The predominantly poetic avant-garde movement known as Nadaísmo [Nothing-ism] (1958–70) was founded in Colombia in the late 1950s; its objective was to challenge the local status quo in terms of the political, lexical, aesthetic, and social standards that were in vogue through the end of the twentieth century. This group was perhaps the only one in the country to pattern itself on the artistic European avant-garde of the early years of the century and write manifestos that clearly evoke that artistic cultural heritage, since the nadaísta manifestos were probably the only documents of that kind ever produced in the history of Colombian art. The manifesto by “Amílkar U.” (1940–1985) was particularly written with the express intention of irritating people, like the earlier ones produced in Europe. In fact, it was part of a poetic form of critical politics that extolled the value of art over history, leisure over middle class postcapitalist production, and poetry—that is, “mystery,” contradiction, “Nothing” or the “Pure Field” of “divine things”—over the “Law of the Good Neighbor” that was observed precisely and colonially by Colombian teachers. Even during the time of the Liberal Republic they were always evidently or discreetly culturally conservative.
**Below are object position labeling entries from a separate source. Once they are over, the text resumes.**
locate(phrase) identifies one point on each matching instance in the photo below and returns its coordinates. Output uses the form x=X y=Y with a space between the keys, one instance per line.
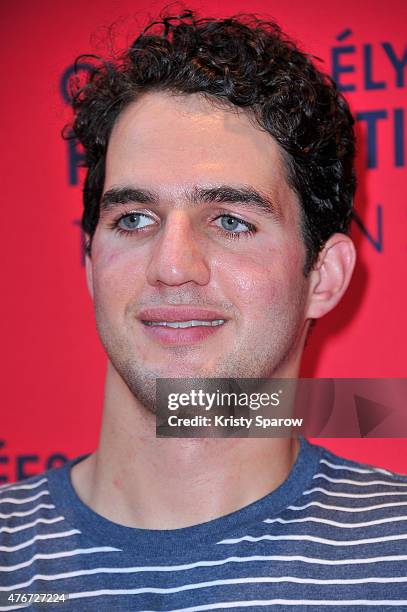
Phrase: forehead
x=172 y=143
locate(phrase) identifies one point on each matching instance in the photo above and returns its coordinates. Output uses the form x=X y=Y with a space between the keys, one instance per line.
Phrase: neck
x=138 y=480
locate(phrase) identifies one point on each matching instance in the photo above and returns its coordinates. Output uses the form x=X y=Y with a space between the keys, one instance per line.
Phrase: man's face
x=224 y=273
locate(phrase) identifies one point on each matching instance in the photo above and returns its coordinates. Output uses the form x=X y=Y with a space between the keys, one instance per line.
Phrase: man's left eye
x=134 y=221
x=233 y=224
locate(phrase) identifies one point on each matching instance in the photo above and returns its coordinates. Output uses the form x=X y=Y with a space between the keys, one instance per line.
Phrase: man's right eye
x=134 y=221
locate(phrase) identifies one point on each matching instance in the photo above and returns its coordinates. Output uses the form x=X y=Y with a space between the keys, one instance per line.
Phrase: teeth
x=182 y=324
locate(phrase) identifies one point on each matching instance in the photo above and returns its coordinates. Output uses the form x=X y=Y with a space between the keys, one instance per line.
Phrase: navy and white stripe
x=332 y=536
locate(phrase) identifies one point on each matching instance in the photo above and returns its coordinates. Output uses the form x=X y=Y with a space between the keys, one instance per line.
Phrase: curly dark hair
x=242 y=61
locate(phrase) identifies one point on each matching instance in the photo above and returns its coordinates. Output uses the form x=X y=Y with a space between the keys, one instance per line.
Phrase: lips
x=181 y=325
x=179 y=314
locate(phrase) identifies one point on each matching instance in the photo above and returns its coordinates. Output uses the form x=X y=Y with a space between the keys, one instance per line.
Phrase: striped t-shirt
x=332 y=537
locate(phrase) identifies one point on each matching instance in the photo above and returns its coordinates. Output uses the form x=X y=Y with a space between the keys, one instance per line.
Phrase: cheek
x=263 y=282
x=116 y=276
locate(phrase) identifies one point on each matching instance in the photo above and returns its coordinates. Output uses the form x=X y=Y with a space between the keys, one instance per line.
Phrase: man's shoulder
x=346 y=484
x=28 y=502
x=332 y=464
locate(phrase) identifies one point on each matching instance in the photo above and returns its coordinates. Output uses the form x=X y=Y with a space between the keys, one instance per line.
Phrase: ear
x=331 y=275
x=88 y=266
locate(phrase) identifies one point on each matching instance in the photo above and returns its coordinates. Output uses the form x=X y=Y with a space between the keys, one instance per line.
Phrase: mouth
x=181 y=325
x=185 y=324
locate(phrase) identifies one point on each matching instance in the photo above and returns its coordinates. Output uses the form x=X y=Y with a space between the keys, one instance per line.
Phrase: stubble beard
x=239 y=363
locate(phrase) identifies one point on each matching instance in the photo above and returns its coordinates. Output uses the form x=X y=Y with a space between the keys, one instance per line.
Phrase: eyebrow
x=242 y=194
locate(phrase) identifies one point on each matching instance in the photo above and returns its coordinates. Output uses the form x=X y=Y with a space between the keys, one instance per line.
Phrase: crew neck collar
x=158 y=542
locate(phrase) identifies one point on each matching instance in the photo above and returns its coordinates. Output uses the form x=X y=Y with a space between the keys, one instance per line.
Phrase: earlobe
x=89 y=268
x=331 y=275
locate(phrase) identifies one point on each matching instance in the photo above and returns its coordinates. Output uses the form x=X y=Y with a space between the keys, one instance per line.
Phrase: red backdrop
x=52 y=364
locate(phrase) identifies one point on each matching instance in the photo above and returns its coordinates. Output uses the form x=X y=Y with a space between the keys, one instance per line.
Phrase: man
x=217 y=201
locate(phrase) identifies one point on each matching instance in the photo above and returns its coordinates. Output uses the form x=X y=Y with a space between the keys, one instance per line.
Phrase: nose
x=178 y=255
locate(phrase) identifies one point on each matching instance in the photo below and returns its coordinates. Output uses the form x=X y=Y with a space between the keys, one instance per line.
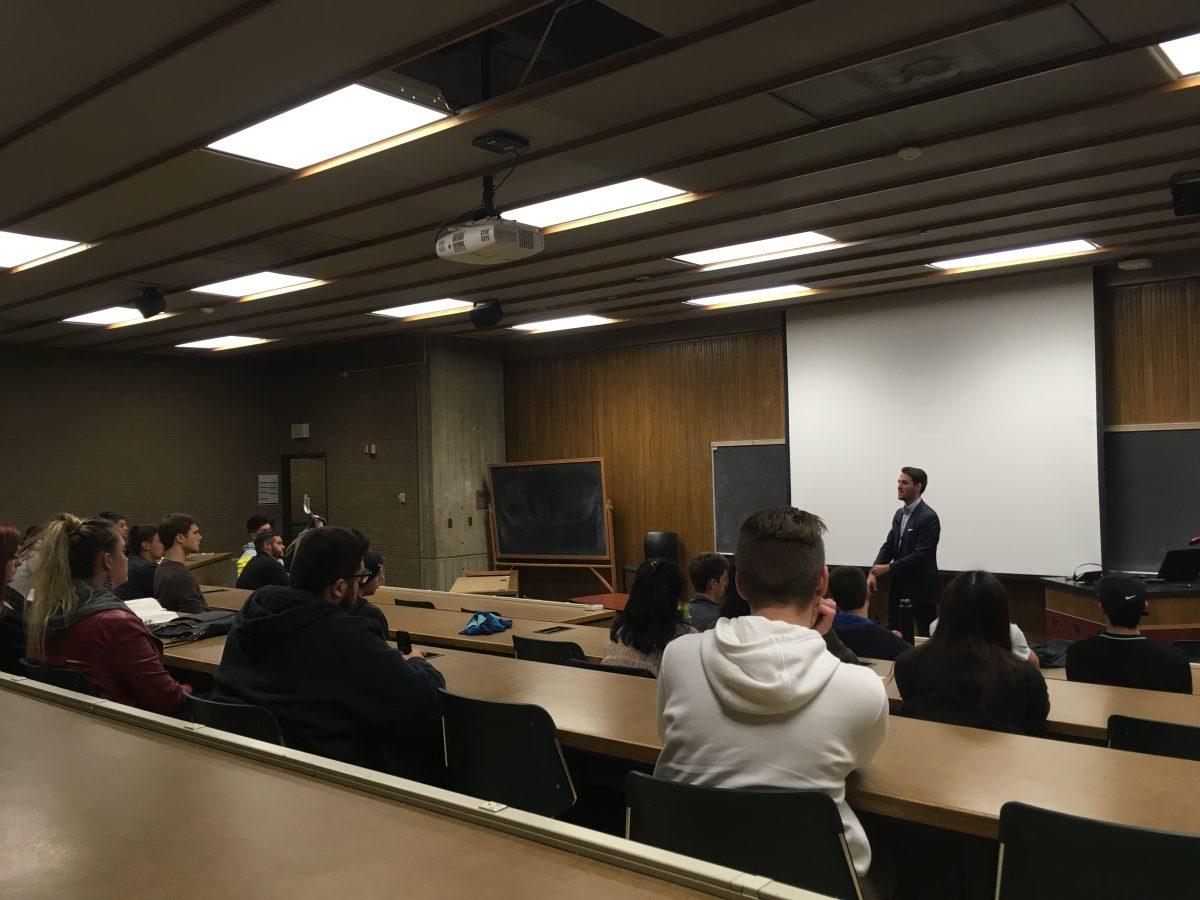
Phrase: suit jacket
x=913 y=556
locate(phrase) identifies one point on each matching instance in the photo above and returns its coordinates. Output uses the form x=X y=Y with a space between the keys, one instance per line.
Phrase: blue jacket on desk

The manifesto, with all its obvious Surrealist and Dada influences, demands the establishment of the kind of “real unreality” or “unreal reality” that was revealed to poets at times when artists of the world oversaw a vacuous future ahead. Art was therefore presented as the only true way to raise awareness in the face of government lies regarding the warlike rhetoric of the world economy that was rapidly escalating at a frightening pace on both sides of the Atlantic Ocean. The text takes a no-holds-barred approach to condemning the impositions of the Colombian clergy and the state, and sinks its root into “the terrain of the schizophrenics” of history, such as: Arthur Rimbaud, Vladimir Mayacovski, Adolf Hitler, Joseph Stalin, André Breton, Tristan Tzara, and Søren Kierkegård. In keeping with the dissident spirit of avant-garde movements, the text is riddled with neologisms and loans from scientific (technical and specialized) terminology that is used to attack science and refer to art.
The nadaístas were in constant contact with contemporary visual artists, and worked together with them on certain projects, as in the case of the Festival de Arte de Vanguardia [Avant-garde Art Festival] in Cali (1965) and the Bienal de las Cruces [Las Cruces Biennial] in Bogotá (1962).
Amílcar Osorio Gómez (who used the pseudonym “Amílkar U.”) was a poet, as obscure as he was brilliant, who produced a slender body of work and lived a short life. When he was still a child he wrote shocking works of poetry, and in later years, his pen was explosive, irreverent, intense, informed, and lucid. Though “Amílkar U.” produced one book of poems, another of stories, and one novel, he is still not listed in the history of Colombian poetry. His involvement in the Nadaísmo movement has barely been acknowledged, and a chapter outlining his work has not yet been written.
A collection of nadaísta documents were published in a special issue of Mito [Myth] magazine devoted to this group in the section called “Documentos Nadaístas” [Nadaísta Documents]. This document should be considered together with those by Gonzalo Arango, “El nadaísmo” [see doc. no. 1131711]; “Primera Bienal de Las Cruces” [doc. no. 1131727]; as well as the one by the Nadaístas “A Noel Cassady” [doc. no. 1131808].